'Inequality Is a Choice' - nkzednan
http://www.nytimes.com/2015/05/03/opinion/sunday/nicholas-kristof-inequality-is-a-choice.html

======
paulhauggis
Inequality in many instances is a series of poor life choices:

-Having children at an early age -Having children without the means to actually support them -Education not being stressed in the home. I know a few teachers in extremly poor areas and when the students leave the class room, their parent(s) and family work against anything positive that they might get from school.

From the article

"Every child should get a "child benefit" payment to keep kids out of poverty.

People can get more government assistance when you have more kids. How is
giving even more money (which isn't working) going to get anyone out of
poverty?
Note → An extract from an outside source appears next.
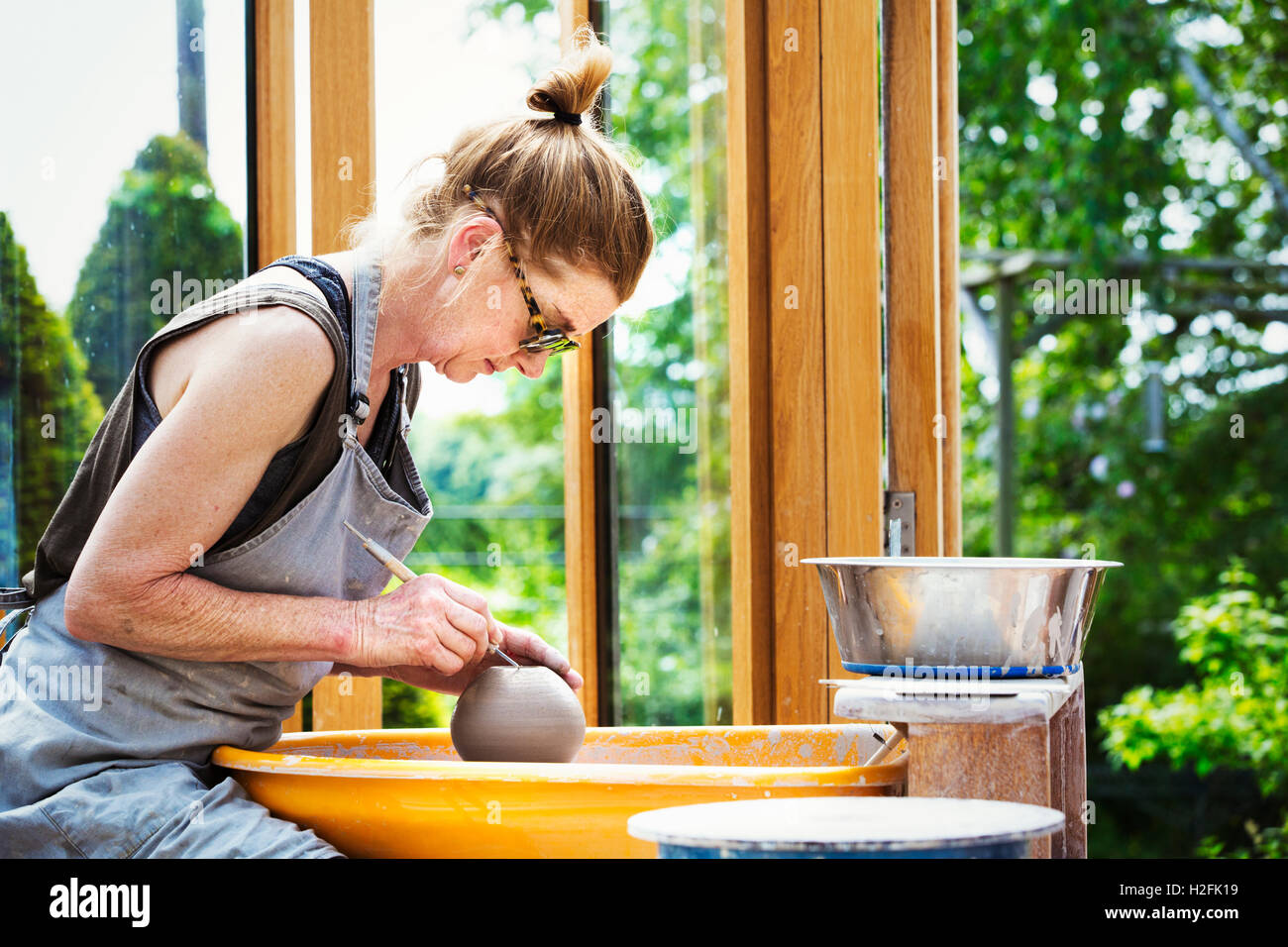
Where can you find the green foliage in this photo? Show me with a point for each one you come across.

We need to encourage people to have less kids if they can't afford
them, not more.

It's clear that the answer to "inequality" from this article is instead of
bringing more people out of poverty (IE: more education, earning a better job
through skills and getting a better life) the suggestion is to take money from
the people that earned it (65% taxes) and just give it to the poor. This will
only create more generations of people dependent on the government.

The top 1% pay ~50% of the federal taxes in the US.

The bottom 60 percent are expected to pay less than 2 percent of federal
income taxes.

[http://www.cnbc.com/id/102581780](http://www.cnbc.com/id/102581780)